Kendra rentre, les jambes qui tremblent. Les noms se disent. Les excuses sont balayées d’un geste. Les deux femmes se lèvent, relâchées et rouges, et l’entourent comme un cadeau qu’elles ne sont pas pressées de déballer. Elles lui touchent les épaules, la taille, la mâchoire. Elles voient bien le désir qu’elle n’essaie même plus de cacher.

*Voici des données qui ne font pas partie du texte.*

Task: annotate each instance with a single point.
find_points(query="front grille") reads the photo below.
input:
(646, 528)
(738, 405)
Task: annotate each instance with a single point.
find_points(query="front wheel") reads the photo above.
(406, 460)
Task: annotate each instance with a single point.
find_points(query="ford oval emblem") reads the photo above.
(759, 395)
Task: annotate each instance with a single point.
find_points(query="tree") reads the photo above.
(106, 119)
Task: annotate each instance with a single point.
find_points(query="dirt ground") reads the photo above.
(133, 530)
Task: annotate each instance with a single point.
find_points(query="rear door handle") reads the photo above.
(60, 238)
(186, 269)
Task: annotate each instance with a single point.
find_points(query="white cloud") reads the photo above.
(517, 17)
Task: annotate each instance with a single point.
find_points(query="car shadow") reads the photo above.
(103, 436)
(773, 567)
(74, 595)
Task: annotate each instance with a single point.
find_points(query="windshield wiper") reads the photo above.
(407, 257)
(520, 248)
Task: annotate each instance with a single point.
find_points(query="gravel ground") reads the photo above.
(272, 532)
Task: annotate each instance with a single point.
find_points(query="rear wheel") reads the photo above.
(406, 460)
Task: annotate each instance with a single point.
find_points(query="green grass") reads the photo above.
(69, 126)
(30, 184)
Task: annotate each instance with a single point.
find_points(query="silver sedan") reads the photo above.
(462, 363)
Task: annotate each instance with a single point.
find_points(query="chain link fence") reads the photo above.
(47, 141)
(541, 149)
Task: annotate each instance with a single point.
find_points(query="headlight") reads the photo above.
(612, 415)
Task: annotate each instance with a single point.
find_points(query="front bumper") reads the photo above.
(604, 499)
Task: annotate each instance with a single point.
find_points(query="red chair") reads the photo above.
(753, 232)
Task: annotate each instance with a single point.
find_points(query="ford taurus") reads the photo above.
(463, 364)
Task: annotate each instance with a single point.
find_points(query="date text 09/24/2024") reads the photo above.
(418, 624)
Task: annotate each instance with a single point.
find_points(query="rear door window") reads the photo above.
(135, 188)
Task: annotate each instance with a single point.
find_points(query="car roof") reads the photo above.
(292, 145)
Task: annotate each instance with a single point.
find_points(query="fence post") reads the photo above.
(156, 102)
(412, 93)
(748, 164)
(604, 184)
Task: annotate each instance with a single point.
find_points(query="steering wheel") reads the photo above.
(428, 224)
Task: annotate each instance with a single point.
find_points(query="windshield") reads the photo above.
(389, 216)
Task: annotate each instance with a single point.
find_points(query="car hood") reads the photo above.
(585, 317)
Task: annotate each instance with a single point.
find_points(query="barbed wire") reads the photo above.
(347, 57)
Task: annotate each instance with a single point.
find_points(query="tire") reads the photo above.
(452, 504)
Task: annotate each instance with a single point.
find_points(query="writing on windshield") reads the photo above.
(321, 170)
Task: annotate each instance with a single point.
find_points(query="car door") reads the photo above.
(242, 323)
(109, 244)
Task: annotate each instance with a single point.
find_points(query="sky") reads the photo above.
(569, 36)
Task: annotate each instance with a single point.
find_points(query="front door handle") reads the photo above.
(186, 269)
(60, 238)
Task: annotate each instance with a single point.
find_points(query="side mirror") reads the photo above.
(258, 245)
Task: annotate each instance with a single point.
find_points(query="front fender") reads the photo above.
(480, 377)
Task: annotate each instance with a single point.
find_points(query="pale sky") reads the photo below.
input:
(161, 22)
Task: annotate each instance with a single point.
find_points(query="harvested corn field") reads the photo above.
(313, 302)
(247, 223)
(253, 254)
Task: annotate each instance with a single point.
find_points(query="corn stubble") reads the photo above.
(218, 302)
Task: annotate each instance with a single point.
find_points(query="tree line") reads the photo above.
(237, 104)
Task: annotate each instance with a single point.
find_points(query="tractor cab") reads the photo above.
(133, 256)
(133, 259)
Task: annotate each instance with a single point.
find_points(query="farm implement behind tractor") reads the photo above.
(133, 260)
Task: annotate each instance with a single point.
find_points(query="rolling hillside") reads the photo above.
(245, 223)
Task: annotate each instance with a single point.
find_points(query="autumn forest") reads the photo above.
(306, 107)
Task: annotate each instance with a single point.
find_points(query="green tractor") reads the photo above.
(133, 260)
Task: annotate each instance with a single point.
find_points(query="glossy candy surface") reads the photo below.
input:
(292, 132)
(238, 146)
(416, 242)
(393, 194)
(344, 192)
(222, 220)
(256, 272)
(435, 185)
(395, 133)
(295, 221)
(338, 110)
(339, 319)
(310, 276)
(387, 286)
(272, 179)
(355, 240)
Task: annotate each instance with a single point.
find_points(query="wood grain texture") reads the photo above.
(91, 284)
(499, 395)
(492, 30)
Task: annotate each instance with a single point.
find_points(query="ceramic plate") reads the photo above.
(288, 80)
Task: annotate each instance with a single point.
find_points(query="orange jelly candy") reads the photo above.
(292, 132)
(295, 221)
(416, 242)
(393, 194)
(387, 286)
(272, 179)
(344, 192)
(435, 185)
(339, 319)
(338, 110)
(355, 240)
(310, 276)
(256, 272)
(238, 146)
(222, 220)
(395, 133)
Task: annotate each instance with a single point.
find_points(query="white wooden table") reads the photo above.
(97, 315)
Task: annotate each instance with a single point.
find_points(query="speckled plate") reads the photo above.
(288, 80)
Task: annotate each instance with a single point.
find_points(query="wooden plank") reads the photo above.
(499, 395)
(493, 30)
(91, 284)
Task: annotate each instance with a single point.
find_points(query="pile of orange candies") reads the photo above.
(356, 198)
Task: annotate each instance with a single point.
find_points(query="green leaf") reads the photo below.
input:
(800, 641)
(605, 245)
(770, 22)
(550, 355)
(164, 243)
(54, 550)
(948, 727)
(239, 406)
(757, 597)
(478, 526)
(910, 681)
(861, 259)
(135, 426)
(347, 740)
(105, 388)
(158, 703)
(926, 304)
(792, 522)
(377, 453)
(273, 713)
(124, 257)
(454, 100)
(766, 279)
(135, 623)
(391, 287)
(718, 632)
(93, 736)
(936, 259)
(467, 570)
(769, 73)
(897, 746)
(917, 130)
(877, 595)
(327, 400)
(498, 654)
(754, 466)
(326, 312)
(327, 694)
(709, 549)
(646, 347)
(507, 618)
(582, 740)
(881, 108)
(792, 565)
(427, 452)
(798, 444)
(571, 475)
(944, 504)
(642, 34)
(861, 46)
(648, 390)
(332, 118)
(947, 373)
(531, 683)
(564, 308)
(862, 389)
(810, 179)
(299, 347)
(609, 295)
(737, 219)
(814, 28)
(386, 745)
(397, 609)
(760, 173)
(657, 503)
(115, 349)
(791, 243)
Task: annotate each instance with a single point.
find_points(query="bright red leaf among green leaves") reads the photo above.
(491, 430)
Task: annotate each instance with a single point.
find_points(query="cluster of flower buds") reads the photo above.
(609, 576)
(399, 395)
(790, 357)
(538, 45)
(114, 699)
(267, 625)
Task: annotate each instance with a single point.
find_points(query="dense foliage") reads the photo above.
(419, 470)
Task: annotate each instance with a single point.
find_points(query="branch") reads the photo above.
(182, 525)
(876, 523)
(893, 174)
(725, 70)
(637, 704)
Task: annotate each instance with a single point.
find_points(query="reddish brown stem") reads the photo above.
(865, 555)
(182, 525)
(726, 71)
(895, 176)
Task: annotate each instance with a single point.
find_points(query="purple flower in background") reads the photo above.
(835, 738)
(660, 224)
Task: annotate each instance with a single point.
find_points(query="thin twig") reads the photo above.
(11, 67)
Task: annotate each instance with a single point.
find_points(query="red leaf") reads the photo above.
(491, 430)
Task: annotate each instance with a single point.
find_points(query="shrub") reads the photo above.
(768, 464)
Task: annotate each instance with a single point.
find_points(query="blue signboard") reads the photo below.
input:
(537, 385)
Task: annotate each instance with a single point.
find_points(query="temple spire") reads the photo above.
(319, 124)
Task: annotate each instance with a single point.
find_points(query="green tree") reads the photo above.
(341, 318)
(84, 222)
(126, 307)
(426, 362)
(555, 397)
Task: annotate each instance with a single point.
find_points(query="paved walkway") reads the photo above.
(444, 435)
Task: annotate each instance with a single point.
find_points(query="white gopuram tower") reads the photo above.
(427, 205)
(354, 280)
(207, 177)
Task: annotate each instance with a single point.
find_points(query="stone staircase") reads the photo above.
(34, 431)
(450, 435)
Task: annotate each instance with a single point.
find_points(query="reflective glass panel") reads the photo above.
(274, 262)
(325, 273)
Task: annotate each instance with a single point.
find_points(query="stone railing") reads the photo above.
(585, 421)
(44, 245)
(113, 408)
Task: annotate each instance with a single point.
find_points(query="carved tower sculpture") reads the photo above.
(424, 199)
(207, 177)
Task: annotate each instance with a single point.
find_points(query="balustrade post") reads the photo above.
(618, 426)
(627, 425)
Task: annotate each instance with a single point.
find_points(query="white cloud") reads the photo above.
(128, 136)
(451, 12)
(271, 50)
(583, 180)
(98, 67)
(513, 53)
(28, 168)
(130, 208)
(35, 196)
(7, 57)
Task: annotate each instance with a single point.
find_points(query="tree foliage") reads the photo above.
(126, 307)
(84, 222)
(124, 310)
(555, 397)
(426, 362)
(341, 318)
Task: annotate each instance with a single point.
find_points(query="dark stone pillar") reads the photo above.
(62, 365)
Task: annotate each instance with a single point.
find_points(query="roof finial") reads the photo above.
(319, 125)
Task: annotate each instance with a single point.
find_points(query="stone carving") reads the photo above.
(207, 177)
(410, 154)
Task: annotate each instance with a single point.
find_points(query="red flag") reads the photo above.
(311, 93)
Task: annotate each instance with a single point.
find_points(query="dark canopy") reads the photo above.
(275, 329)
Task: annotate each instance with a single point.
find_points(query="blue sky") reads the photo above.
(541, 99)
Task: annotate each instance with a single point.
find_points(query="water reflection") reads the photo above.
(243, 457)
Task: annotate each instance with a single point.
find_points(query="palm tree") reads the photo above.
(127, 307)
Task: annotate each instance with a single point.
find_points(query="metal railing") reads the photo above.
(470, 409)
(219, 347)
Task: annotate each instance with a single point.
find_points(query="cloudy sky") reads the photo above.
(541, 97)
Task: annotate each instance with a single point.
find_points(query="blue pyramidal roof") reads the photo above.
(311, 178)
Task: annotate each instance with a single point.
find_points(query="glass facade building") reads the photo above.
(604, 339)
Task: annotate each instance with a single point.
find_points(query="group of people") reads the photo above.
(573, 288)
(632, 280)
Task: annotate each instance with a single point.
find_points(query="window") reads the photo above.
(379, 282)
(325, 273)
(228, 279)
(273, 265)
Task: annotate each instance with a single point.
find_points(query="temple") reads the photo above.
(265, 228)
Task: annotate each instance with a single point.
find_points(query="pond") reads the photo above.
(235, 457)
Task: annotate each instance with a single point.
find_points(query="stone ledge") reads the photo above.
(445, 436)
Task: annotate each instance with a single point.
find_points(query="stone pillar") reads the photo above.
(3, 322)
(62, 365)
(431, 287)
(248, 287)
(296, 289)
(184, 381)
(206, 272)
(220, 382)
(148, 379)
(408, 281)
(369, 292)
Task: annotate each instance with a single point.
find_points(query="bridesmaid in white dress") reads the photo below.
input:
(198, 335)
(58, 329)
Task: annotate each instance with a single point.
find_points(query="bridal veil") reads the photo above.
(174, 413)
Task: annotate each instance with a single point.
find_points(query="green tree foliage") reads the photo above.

Les vêtements tombent peu à peu. La langue de Chanel glisse sur le lobe de Kendra pendant que la main de Dana remonte sous sa jupe, les doigts chauds et décidés contre le coton entre ses jambes. Les hanches de Kendra bougent avant même qu’elle y pense. Elle écarte les cuisses. Le majeur de Dana entre en premier, lent et profond, recourbé jusqu’à ce que le souffle de Kendra se casse net. La bouche de Chanel se ferme sur un téton, aspire doucement puis plus fort, chaque mouvement se répondant en bas avec des bruits humides.
Elles se relaient. Dana à genoux, la langue appliquée pendant que Chanel tient les poignets de Kendra dans son dos. Chanel allongée sur le dos, Kendra dessus, Dana derrière qui enfonce deux doigts pendant que Kendra se frotte à la langue de Chanel. La sueur les colle ensemble. Les mains ne s’arrêtent jamais. Kendra oublie les pièces vides et la rue silencieuse, chaque son qu’elle fait avalé par leurs baisers.
Quand elle jouit, ça monte de ses pieds et explose comme une chaleur derrière ses yeux, fort et tremblant. Après, elles restent collées, les membres mous, en train de se caresser lentement pendant que le crépuscule teinte le plafond en bleu. Pour la première fois depuis des années, Kendra respire sans que le poids de la solitude lui écrase la poitrine.